Welcome to our dedicated page for Autodesk SEC filings (Ticker: ADSK), a comprehensive resource for investors and traders seeking official regulatory documents including 10-K annual reports, 10-Q quarterly earnings, 8-K material events, and insider trading forms.
Autodesk filings document the regulatory record of a public software company built around design and make applications, subscriptions, and industry-cloud platforms. Its Form 8-K reports disclose quarterly operating results, GAAP and non-GAAP measures, billings, recurring revenue, net revenue retention rate, subscriptions, and other metrics used to describe the recurring nature of the business.
Autodesk's proxy and current-report filings also cover board composition, director nominations and retirements, committee appointments, executive compensation, equity incentive plans, shareholder voting matters, capital allocation, share repurchases, restructuring charges, and risk-related forward-looking disclosures. These records connect governance and capital-structure matters to the company's cloud, platform, AI, sales, and marketing priorities.
Autodesk, Inc. (ADSK) – Form 3 Initial Statement of Beneficial Ownership
On 20 June 2025, a Form 3 was filed on behalf of Anna C. Simons covering an ownership position triggered by an event dated 18 June 2025. Simons, newly listed as a director of Autodesk, reports holding 180 shares of Autodesk common stock in direct ownership. No derivative securities (options, RSUs, warrants, etc.) are disclosed.
The filing satisfies Section 16(a) requirements for insiders and establishes Simons’ baseline holdings for future Form 4 or Form 5 updates. Because the stake represents a very small fraction of Autodesk’s ~215 million shares outstanding, the disclosure is considered routine and carries no material financial impact on the company or its valuation.
Autodesk, Inc. (ADSK) filed an 8-K covering outcomes of its 18 June 2025 Annual Meeting and related governance actions.
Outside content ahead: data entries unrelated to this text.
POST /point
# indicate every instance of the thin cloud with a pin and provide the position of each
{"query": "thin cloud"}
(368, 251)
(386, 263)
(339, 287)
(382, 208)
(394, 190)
Board & Committee Updates: Newly elected directors Jeff Epstein and A. Christine (Christie) Simons were placed on the Audit Committee, with the Board designating both as “audit committee financial experts” under Reg. S-K Item 407(d)(5). The full slate of ten incumbent directors was re-elected; support ranged from 86 % to 98 % of votes cast.
Equity Incentive Plan: Shareholders approved the amendment and restatement of the 2022 Equity Incentive Plan (filed as Exhibit 10.1). This refresh broadens the share reserve and maintains key incentive design features intended to attract and retain talent.
Additional Shareholder Votes: • Auditor ratification: Ernst & Young LLP confirmed for FY 2026 (90 % “For”). • Say-on-Pay: 152.9 M For vs. 20.3 M Against (approx. 12 % opposition).
Overall, the meeting produced no operational or financial revisions but modestly strengthens governance via committee expertise and refreshed equity compensation capacity.